NBC Comedy ‘Rutherford Falls’ Says It’s ‘Not Worth Being Friends With White People’

Colleen Hayes / Peacock
Colleen Hayes/Peacock

Rutherford Falls, an NBC comedy now airing on the network’s streaming service Peacock, is filled with anti-white deadpanning.

The show centers on Nathan Rutherford (Ed Helms), a white man who is an arrogant town leader blindly defending his ancestor who found the fictional upstate New York town in 1683. That founder, Lawrence Rutherford, founded the town by breaking a treaty with the fictional Minishonka tribe and the series follows the white townspeople as they defend their town and the local Indian groups who protest them for being, well, bad white people.
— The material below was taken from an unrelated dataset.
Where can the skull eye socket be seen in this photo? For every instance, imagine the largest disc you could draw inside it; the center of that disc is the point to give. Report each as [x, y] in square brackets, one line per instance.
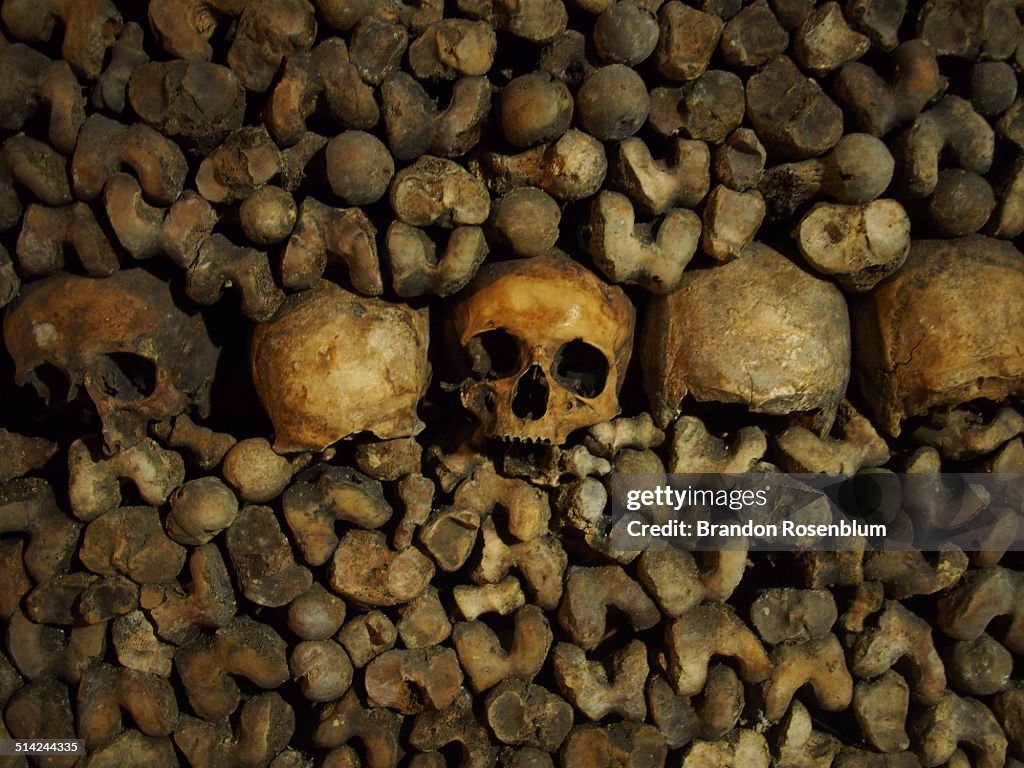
[494, 354]
[127, 377]
[581, 368]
On the other side of the issue is Terry Thomas (Michael Greyeyes), a Native leader who owns the Indian casino in the area. He justifies his ruthless version of capitalism by insisting that it is payback to the evil whites who kept his people down and stole their lands.

In one episode, for instance, Thomas — who proudly displays a photo of himself and Michelle Obama — claims that his capitalism is different from white capitalism because his casino “distributes revenue” to the members of the tribe.

“America only champions one form of capitalism, major corporations, which I should point out pay no taxes while we do. They keep all the money for those at the top. Tribal capitalism distributes revenue, in this case casino revenue, to everyone in the tribe,” Thomas said.

“American” capitalism works the same way. Shareholders receive the benefits of the success of a company.

The Native characters in the series so dislike white people that Reagan (Jana Schmieding), who runs a Minishonkan cultural center situated inside the casino, is portrayed in one episode as the judge of student projects extolling the virtues of the tribe. Reagan finds a student film entitled Faceless Minishonka. The film speaks of the oppression that the tribe has suffered and Reagan praises the film. Until, that is, she finds out a white kid made the film. Then she sours on it.

“Yeah, but it colors my enjoyment knowing that the film was made by some white kid, albeit a seemingly woke one. I just gotta question his intent in making art about my people,” Reagan says of the student film. Then she admits that if the exact same film was made by a Minishonka student, “Standing ovation. Give him all the Oscars!”

The attacks on white people continues throughout the series until in one episode, Terry Thomas deadpans that there is no reason to even be a friend with a white person. “So much drama. This is why it’s not worth being friends with white people,” Thomas says.

The series is, of course, supposed to be a comedy and the over-the-top attitudes exhibited by all the characters is played for laughs. But the anti-white quips come thick in the NBC series with white people portrayed as “colonizers,” and thieves, and the Natives portrayed as innocent victims. The early reviews have been far from raving.

“But based on the first four episodes (the portion sent to critics), the series isn’t quite root-worthy yet. Rutherford Falls’ biggest pitfall is its saggy pacing — the pilot, which runs a (rather unfunny) half-hour, feels twice as long,” The Hollywood Reporter notes. “There’s also both too much and not enough table-setting in these early installments.”